The most troubling provisions of section 1021 of the 2012 NDAA provide that all persons within the USA – including U.S. citizens – whom the President unilaterally determines “substantially supported” the Taliban, Al Qaeda or “Associated forces” may be designated as enemy combatants. They may be subject to indefinite detention, extraordinary rendition (the transfer to foreign jurisdiction or entities) or military tribunals. Importantly, one’s “substantial support” does not have to be knowing or willful.
While the indefinite detention language in the 2012 NDAA does not require any Due Process whatsoever, it is tempered – inadequately tempered — by Supreme Court precedent that requires limited Due Process rights for those designated as enemy combatants subject to indefinite detention.

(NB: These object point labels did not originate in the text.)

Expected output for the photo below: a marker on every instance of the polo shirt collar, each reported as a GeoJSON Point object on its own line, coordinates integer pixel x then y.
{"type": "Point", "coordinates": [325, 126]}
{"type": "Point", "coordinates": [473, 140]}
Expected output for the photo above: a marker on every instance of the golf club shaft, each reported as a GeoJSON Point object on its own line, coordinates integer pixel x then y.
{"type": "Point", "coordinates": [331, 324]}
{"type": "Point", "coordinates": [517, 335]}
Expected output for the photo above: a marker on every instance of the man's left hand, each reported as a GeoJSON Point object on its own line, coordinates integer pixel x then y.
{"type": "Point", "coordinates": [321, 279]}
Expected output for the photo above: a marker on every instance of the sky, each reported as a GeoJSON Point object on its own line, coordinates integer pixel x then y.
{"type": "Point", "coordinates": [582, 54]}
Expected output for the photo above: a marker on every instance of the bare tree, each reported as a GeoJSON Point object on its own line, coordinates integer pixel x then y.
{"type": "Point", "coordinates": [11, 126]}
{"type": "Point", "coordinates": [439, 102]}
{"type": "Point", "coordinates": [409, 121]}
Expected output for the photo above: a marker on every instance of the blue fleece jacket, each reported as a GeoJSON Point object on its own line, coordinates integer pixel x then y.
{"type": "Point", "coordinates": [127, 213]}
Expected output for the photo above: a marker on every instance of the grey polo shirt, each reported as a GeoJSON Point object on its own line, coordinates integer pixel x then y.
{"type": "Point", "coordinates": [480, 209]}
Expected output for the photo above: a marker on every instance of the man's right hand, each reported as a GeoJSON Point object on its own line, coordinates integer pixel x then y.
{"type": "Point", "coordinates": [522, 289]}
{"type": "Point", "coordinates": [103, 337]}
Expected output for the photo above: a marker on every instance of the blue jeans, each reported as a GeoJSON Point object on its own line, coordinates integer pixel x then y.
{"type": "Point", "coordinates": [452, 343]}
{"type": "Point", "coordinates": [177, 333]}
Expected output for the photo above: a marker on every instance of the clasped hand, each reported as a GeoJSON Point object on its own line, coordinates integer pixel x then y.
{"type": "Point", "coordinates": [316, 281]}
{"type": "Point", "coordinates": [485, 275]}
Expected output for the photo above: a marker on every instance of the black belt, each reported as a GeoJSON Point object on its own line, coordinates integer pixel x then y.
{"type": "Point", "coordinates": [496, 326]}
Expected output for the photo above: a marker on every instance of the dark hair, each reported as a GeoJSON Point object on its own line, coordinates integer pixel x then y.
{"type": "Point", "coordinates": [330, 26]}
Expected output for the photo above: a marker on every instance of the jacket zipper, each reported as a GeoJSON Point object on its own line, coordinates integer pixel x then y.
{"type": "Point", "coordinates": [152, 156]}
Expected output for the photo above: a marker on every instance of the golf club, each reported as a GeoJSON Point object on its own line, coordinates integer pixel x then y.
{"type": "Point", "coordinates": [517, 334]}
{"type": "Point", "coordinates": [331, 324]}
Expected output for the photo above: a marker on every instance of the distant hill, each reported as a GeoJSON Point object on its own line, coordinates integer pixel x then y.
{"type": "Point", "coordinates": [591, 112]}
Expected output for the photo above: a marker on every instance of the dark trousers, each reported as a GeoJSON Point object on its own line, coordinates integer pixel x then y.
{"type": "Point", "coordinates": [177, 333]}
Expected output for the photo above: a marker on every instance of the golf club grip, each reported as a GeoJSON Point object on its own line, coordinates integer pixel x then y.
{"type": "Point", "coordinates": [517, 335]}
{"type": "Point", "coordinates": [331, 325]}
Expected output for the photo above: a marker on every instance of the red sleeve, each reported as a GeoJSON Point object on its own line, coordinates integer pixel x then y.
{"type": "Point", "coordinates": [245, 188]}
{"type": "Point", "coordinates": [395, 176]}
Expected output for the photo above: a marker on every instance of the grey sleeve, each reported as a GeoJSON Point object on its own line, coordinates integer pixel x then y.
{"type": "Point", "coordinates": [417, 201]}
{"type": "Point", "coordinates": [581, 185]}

The Supreme Court ruled in Hamdi v. Rumsfeld that Hamdi – a U.S. citizen captured on a foreign battlefield and held indefinitely within U.S. jurisdiction – generally possessed the right to a meaningful opportunity to challenge his enemy combatant status before a neutral military decision-maker.
In Boumediene v. Bush, the Court further defined the due process rights of enemy combatants captured on a foreign battlefield and held within U.S. jurisdiction. They possess Habeas rights in an Article III court to review the neutral decision-maker. However, as a review of a military decision, the Habeas procedures for continued indefinite detention are shockingly inadequate compared normal criminal proceedings. There is no 6th Amendment jury right. Hearsay is freely admissible, i.e., the 6th Amendment right to confront ones accusers is absent. The government’s burden of proof is not “beyond a reasonable doubt,” but is instead a mere preponderance of the evidence. The evidence may be based on hearsay that someone “substantially supported” a terrorist organization.

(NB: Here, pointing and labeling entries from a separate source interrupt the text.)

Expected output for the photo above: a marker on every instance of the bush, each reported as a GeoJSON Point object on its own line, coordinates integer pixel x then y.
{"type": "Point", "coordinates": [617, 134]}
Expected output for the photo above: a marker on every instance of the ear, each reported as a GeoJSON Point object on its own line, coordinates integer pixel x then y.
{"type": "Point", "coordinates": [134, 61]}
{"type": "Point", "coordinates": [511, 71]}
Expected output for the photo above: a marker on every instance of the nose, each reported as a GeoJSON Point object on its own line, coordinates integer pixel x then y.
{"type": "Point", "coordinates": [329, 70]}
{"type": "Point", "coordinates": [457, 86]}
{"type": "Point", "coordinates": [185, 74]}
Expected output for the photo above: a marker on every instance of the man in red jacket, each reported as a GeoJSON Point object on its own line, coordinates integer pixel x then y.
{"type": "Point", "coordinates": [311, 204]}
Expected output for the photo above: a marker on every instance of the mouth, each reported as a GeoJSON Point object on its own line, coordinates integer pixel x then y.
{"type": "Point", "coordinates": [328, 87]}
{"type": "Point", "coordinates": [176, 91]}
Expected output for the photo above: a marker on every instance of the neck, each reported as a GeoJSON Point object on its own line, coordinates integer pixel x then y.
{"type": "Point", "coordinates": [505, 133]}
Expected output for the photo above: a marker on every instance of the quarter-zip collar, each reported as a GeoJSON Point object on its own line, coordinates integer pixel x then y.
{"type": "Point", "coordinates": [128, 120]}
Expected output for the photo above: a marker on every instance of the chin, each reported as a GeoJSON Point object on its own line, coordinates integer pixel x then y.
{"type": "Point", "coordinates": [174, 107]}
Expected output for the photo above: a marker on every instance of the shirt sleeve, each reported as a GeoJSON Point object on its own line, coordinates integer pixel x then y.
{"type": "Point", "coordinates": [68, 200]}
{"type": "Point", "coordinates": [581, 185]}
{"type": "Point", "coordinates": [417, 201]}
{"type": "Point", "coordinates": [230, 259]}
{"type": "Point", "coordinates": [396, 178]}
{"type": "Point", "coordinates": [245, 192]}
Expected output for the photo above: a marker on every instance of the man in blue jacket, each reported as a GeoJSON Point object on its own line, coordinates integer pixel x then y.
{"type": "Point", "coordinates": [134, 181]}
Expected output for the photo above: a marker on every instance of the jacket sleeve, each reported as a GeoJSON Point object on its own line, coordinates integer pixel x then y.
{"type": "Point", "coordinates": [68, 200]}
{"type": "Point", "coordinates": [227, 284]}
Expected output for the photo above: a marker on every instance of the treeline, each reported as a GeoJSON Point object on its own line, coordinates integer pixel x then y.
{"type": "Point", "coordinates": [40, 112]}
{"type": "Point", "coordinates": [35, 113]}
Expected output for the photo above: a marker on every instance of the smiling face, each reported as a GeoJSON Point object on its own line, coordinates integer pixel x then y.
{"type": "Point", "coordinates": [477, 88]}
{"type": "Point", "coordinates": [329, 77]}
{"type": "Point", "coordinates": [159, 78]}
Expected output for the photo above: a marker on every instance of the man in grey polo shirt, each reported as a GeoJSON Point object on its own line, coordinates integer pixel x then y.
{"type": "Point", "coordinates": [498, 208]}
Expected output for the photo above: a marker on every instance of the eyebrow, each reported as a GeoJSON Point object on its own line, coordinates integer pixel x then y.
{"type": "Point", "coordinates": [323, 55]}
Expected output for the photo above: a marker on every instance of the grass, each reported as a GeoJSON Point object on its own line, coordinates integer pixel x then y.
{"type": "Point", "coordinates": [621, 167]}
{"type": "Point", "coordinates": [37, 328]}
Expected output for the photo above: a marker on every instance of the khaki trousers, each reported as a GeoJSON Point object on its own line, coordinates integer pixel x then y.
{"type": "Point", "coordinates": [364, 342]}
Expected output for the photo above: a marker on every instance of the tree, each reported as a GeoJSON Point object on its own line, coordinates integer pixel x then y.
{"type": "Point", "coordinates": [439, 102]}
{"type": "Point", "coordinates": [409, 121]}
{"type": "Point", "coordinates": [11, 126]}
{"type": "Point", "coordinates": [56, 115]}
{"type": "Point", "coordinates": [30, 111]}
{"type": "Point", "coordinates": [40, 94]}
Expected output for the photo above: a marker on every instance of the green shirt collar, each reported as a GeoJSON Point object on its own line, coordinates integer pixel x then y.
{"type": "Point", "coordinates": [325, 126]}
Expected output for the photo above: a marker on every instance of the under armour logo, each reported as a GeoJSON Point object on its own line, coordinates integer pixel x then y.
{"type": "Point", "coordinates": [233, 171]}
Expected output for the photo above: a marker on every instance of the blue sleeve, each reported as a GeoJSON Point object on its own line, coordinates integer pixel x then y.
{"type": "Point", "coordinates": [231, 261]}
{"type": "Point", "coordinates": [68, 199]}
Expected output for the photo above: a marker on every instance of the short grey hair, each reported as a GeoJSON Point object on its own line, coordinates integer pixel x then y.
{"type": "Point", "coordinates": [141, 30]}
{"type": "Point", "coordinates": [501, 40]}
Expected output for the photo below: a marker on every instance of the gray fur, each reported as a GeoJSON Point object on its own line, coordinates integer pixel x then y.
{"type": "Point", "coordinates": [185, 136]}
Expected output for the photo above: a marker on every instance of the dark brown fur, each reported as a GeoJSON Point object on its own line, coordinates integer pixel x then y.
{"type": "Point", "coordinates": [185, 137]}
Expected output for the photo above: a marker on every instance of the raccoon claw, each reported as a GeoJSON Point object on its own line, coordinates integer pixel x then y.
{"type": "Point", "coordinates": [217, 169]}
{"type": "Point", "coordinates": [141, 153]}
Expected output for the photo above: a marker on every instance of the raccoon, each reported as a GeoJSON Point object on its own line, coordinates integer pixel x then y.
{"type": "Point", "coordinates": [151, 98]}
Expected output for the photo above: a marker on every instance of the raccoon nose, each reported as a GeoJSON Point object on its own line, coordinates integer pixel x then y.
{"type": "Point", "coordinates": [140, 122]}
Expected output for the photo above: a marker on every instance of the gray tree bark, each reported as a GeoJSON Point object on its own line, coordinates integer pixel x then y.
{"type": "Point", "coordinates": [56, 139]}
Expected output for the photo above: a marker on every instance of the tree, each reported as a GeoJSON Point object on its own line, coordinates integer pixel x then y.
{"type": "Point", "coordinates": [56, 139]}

Then came the NDAA. The NDAA extends the President’s power to detain U.S. citizens. All persons within the USA — citizen and non-citizen alike — are now subject to indefinite detention upon allegations of supporting terrorism, as well as the same limited Due Process rights articulated in Hamdi and Boumediene. They may be tried in military tribunals and subjected to extraordinary rendition.
After loud outcry from citizens and States alike, Congress is now poised to pass the 2013 NDAA with what at first blush appear to be fixes to the indefinite detention provisions of the 2012 NDAA. However, the proposed text, and the recent Feinstein Amendment, may do little to restrict the President’s homeland war powers.
The operative language of the 2013 NDAA is contained in Section 1033(a):
“Nothing in the Authorization for Use of Military Force or the National Defense Authorization Act for Fiscal Year 2012 shall be construed to deny the availability of the writ of habeas corpus or to deny any Constitutional rights in a court ordained or established by or under Article III of the Constitution for any person who is lawfully in the United States when detained pursuant to the Authorization for Use of Military Force and who is otherwise entitled to the availability of such writ or such rights.”
Section 1033 still speaks to ‘detention’ of persons within the USA – as in indefinite detention without charge or trial. And the Constitutional rights apparently preserved by section 1033 are likely only the limited protections that are already required under Hamdi and Boumediene for people facing indefinite detention. There is a right to a limited Habeas review in an Article III Court, but without the numerous procedural safeguards available in normal criminal proceedings.
Section 1033 of the 2013 NDAA seems to be a mere codification of the limited Hamdi and Boumediene protections for people detained as enemy combatants. Importantly, the President’s 2012 NDAA authority to dispose of persons captured in the USA — including U.S. citizens – through military tribunal and extraordinary rendition are not curtailed.
Unfortunately, the Feinstein Amendment does little to fix the problems with the 2012 NDAA, because it 1) may reaffirm the limited indefinite detention Due Process articulated in Hamdi and Boumediene, 2) does not restrict military tribunals with numerous Due Process infirmities for persons within the USA, 3) and it does nothing to limit extraordinary rendition.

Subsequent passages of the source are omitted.